Nainital: The Uttarakhand High Court has directed the state government to totally abolish the system of revenue police within a year and hand over areas under its jurisdiction to regular police.
Uttarakhand is the only state in the country where the system of revenue police coexists alongside regular police.
Revenue police, which is manned by revenue department officials, has limited powers with only remote rural areas of the hill state coming under its jurisdiction. A division bench of the high court comprising Chief Justice Ritu Bahri and Justice Rakesh Kumar Thapliyal issued the order on Tuesday while hearing a PIL seeking abolition of the system.
The high court had ordered removal of the nearly a century-old practice of revenue police from the state also in 2018 while hearing a dowry death related case which was handled shoddily by the revenue police.

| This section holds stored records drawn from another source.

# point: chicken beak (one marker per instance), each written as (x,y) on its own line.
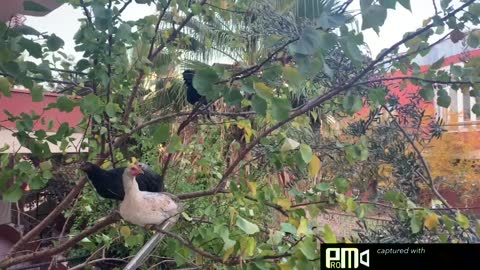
(139,169)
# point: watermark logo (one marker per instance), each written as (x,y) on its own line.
(346,258)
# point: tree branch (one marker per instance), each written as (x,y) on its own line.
(251,70)
(87,13)
(50,218)
(231,262)
(152,56)
(329,95)
(160,18)
(413,79)
(101,224)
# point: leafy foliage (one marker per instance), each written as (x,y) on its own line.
(311,125)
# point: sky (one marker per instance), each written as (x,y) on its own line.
(64,22)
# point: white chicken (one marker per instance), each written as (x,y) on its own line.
(146,208)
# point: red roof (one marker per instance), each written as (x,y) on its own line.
(21,102)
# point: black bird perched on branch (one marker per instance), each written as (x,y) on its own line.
(192,95)
(109,184)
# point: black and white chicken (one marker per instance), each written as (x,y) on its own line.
(109,183)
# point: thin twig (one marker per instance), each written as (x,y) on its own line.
(87,13)
(100,225)
(414,79)
(329,95)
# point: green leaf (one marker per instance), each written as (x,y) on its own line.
(308,247)
(204,81)
(82,65)
(308,43)
(124,31)
(13,194)
(377,96)
(46,165)
(292,76)
(415,223)
(33,48)
(427,93)
(327,40)
(91,103)
(233,97)
(388,3)
(37,93)
(247,226)
(473,40)
(463,221)
(328,235)
(289,144)
(161,134)
(27,30)
(54,43)
(323,186)
(36,183)
(373,16)
(259,105)
(288,228)
(263,90)
(475,93)
(444,100)
(474,9)
(306,152)
(448,222)
(64,104)
(280,108)
(476,109)
(175,144)
(32,6)
(352,104)
(477,228)
(342,184)
(405,4)
(438,64)
(5,87)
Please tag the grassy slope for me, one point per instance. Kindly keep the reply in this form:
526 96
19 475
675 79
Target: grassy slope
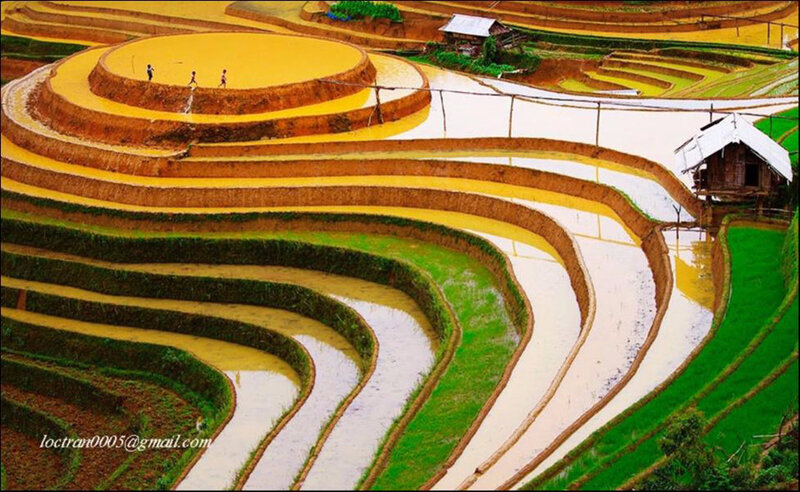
32 49
770 353
488 342
756 278
782 131
486 347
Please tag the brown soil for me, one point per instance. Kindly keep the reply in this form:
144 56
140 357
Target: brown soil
149 410
27 466
14 68
551 71
210 100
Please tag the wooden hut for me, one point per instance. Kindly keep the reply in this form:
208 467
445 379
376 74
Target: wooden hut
733 161
473 31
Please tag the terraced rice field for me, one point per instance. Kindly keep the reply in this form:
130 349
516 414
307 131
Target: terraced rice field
354 271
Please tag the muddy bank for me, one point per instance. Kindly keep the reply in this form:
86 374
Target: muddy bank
64 32
65 117
210 100
14 68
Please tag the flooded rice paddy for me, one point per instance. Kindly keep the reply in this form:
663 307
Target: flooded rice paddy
548 389
406 352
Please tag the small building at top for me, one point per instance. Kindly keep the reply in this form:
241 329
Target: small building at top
468 29
733 161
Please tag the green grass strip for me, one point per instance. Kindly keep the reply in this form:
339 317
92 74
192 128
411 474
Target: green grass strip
488 341
779 344
757 287
34 49
760 415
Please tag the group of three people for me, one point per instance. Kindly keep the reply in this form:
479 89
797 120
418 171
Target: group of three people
223 81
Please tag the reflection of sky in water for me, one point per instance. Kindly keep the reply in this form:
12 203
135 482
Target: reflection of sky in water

Again in 2022, a division bench of the high court comprising the then Chief Justice Vipin Sanghi and Justice RC Khulbe passed similar orders while hearing a PIL which alleged that the investigation into the murder of resort receptionist Ankita Bhandari would not have been delayed if it came directly to regular police rather than being handled initially by revenue police.
The orders were passed in a PIL which said that had the government followed this order, there would not have been so much delay in the investigation of Ankita's murder.
The state cabinet also passed a resolution in October 2022 for abolishing the revenue police system in a phased manner. In 2004, the Supreme Court, in the case of Navin Chandra vs State Government, had felt the need to abolish this system. The SC had observed that the revenue police is not given training like the regular police.
Lack of basic facilities makes it difficult for the revenue police to review a crime, it had said.
The top court had also observed that there should be a uniform system of policing in the state.